Controversy is brewing within the healthcare community over the tattoo regulation bill recently passed by the National Assembly. While the core of the bill is to bring tattooing by non-medical practitioners into the formal healthcare system, the main source of the controversy is actually oriental medicine practitioners. The oriental medicine community is raising its voice daily, arguing that tattooing should also fall within the scope of their medical practice.
This is not the first time the original medicine community has raised its voice to expand its scope of practice. They have consistently clashed with the (Western) medical community, demanding expanded authority in various areas, such as the use of medical equipment, including X-rays, and the utilization of diagnostic aids.
The Ministry of Health and Welfare has persistently pursued discussions on medical unification to resolve these conflicts at their root. However, it has consistently failed to achieve results at critical moments, unable to reconcile the conflicting interests between the professions.
However, the oriental medicine community's demands for expanded authority are likely to persist and intensify. This means that conflict resolution on a case-by-case basis will only amount to stopgap measures.
Ultimately, it is time to consider a fundamental solution to this persistent conflict. This necessitates an institutional transformation: integrating both professions into a single system and redefining standards for education, licensing, and clinical practice.
Above all, public health is paramount. Medical practice must be grounded in scientific evidence, clinical validation, and systematic education, not merely technical skill. Under the current dual-track system, where medical professional qualifications and roles overlap and conflict, patients may not receive timely, necessary care, posing health risks, and unnecessary medical expenses, including duplicate treatments, may arise.
Furthermore, conflicts between medical professions undermine the consistency of government health policies. Whenever the Western and oriental medicine communities clash over various medical procedures or insurance coverage, health authorities are forced to mediate. In this process, mid-to-long-term public health policies are pushed aside, and policy decisions become the result of power struggles between professions. This ultimately acts as a factor that lowers the trust and efficiency of the entire healthcare system.
Medical unification should not be viewed merely as merging the two professions of doctors and oriental medicine practitioners. It must be seen as a reform process to establish consistent treatment standards and qualification systems, ensuring the public receives medical services under safe and scientific criteria. Once this system is established, waste of medical resources will decrease, and improvements in the efficiency of the national health insurance finances can be expected.
Medical professionals must prioritize their duty to provide the public with safe and verified medical care over protecting their authority.

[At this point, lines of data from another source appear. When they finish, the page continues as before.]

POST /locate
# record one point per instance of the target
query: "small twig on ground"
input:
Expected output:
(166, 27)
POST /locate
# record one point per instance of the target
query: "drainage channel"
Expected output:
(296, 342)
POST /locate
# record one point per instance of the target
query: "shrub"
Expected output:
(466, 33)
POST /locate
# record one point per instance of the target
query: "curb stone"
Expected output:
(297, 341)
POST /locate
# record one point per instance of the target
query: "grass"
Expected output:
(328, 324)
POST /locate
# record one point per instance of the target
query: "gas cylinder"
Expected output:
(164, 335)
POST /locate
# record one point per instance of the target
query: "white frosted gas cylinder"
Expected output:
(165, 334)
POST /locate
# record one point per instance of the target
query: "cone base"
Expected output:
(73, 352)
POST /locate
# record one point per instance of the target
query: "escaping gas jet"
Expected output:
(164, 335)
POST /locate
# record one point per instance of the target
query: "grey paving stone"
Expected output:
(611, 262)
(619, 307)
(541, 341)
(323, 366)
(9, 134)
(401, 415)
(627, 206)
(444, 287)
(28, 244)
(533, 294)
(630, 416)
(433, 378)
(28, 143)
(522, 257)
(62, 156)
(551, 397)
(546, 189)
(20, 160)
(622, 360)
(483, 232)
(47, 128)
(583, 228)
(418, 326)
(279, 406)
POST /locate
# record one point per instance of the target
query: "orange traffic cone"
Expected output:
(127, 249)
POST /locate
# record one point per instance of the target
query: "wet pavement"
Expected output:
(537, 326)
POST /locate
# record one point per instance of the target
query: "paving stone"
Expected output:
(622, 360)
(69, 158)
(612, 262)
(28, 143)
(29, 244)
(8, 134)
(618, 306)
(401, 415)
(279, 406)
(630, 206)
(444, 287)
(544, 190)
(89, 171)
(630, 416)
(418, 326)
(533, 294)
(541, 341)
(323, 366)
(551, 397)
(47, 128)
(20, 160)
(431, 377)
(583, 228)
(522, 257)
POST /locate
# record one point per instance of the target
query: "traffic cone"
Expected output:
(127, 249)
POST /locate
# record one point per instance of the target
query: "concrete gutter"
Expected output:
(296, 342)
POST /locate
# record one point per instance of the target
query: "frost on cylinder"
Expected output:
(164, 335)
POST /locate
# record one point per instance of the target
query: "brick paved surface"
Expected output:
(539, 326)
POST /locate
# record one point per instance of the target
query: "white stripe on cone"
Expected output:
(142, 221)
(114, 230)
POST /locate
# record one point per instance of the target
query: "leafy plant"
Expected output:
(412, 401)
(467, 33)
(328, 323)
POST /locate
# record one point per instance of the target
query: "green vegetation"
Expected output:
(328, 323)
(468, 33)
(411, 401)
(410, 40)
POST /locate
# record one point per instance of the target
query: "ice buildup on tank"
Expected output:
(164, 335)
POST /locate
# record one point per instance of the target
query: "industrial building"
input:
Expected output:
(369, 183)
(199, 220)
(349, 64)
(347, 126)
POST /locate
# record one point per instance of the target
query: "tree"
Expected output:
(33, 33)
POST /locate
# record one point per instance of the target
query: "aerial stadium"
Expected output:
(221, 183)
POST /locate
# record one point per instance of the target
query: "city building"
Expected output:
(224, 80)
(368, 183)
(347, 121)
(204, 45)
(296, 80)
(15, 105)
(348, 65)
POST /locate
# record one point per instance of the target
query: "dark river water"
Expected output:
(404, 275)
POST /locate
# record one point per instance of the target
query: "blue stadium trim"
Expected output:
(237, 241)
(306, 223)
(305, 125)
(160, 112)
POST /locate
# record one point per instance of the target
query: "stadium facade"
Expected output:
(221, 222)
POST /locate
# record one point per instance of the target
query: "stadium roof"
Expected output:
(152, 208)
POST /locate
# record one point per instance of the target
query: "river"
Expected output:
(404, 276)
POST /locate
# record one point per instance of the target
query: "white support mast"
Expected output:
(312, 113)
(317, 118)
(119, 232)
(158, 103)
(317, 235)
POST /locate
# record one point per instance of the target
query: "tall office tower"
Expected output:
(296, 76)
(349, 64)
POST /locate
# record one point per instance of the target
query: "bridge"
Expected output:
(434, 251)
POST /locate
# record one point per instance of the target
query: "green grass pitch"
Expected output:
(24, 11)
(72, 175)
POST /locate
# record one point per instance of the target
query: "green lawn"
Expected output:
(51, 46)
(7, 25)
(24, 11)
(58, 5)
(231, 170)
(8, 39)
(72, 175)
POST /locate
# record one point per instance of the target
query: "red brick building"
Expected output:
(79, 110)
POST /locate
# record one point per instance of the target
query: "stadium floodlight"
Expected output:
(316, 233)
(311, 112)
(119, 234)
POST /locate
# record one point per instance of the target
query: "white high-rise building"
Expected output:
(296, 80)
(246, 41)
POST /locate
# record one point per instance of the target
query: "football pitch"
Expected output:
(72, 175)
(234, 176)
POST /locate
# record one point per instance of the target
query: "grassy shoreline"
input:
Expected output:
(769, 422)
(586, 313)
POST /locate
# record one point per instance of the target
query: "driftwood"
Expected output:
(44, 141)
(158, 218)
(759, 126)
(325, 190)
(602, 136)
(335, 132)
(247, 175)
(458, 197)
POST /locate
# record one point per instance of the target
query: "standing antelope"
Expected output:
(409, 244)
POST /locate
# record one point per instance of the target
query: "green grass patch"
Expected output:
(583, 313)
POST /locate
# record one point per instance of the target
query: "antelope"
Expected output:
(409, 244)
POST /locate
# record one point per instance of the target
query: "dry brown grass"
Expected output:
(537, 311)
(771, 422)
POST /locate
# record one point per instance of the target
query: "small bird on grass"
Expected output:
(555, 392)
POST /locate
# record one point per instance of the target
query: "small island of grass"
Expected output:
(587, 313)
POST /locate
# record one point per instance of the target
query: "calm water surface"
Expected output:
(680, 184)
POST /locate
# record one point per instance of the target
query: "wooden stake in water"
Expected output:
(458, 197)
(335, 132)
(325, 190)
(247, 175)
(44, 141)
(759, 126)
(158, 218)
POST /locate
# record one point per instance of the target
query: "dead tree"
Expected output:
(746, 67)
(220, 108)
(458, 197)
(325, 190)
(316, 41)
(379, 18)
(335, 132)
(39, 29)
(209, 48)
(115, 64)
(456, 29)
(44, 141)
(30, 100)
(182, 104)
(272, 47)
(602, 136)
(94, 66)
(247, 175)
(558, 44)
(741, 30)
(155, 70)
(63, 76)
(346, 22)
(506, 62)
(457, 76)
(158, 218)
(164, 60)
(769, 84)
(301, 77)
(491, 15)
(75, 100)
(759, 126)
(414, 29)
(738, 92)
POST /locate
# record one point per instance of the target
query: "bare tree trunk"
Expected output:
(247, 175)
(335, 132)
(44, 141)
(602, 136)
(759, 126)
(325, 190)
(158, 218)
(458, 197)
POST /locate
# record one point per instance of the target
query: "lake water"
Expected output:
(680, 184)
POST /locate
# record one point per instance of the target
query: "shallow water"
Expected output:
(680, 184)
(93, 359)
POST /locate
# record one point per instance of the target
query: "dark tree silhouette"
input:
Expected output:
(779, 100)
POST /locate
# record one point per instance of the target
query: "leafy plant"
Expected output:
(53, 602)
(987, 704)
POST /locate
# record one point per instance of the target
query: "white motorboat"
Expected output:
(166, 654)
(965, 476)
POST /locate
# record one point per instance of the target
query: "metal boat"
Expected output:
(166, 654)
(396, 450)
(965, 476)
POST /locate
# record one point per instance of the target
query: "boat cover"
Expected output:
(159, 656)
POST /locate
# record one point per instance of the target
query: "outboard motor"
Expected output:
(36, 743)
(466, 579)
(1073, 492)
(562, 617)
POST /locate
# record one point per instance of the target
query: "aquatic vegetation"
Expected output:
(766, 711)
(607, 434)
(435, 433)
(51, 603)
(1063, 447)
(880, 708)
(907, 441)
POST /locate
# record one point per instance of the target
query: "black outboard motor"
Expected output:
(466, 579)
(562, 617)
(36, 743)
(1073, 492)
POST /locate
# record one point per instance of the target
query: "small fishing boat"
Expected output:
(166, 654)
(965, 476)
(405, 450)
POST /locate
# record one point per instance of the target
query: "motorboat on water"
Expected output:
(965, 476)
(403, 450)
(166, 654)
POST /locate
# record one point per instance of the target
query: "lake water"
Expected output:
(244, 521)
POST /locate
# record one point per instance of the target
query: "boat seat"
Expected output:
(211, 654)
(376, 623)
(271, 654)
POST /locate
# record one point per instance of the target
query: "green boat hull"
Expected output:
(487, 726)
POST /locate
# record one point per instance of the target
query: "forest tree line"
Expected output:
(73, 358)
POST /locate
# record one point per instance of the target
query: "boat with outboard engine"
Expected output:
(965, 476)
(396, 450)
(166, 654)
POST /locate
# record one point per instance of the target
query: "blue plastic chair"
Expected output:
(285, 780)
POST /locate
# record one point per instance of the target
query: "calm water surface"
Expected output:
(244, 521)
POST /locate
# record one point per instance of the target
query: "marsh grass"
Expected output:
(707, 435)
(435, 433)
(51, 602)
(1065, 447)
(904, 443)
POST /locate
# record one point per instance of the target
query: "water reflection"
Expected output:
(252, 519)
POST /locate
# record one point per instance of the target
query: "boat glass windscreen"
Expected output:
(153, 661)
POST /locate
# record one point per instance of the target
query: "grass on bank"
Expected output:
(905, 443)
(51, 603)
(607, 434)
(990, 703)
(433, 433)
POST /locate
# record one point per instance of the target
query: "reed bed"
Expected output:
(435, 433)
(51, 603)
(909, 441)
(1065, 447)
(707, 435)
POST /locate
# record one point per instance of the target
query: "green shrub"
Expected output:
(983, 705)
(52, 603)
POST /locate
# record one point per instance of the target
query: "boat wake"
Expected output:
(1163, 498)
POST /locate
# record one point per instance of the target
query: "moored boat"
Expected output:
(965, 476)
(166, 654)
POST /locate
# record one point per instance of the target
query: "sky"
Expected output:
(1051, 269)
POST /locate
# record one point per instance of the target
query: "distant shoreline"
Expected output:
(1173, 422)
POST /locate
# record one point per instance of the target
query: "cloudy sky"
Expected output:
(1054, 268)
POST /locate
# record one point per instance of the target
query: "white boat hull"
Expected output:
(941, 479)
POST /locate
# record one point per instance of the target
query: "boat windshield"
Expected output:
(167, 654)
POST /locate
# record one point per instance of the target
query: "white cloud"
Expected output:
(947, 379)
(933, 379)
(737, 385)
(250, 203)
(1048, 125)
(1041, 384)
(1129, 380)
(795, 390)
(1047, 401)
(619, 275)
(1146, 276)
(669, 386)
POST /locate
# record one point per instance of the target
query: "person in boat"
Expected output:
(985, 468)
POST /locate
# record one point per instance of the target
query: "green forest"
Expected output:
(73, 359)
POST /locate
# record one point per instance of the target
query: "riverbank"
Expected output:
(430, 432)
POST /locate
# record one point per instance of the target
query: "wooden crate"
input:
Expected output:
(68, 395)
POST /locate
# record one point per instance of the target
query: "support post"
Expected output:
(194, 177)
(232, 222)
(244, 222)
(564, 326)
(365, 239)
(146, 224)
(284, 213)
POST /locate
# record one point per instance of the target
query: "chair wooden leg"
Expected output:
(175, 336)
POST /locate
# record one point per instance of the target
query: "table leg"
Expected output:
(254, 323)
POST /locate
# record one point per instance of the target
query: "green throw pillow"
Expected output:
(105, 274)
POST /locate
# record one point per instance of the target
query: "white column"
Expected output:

For doctors and oriental medicine practitioners to treat patients under the same responsibilities and standards, the current dual system must be overhauled.
Korea must move beyond the futile debate over “who holds greater authority.” What is needed now is a single, consistent healthcare system that provides reassurance to the public. To achieve this, discussions on healthcare unification must proceed more actively, focusing on safeguarding the public's right to health rather than the interests of specific professions.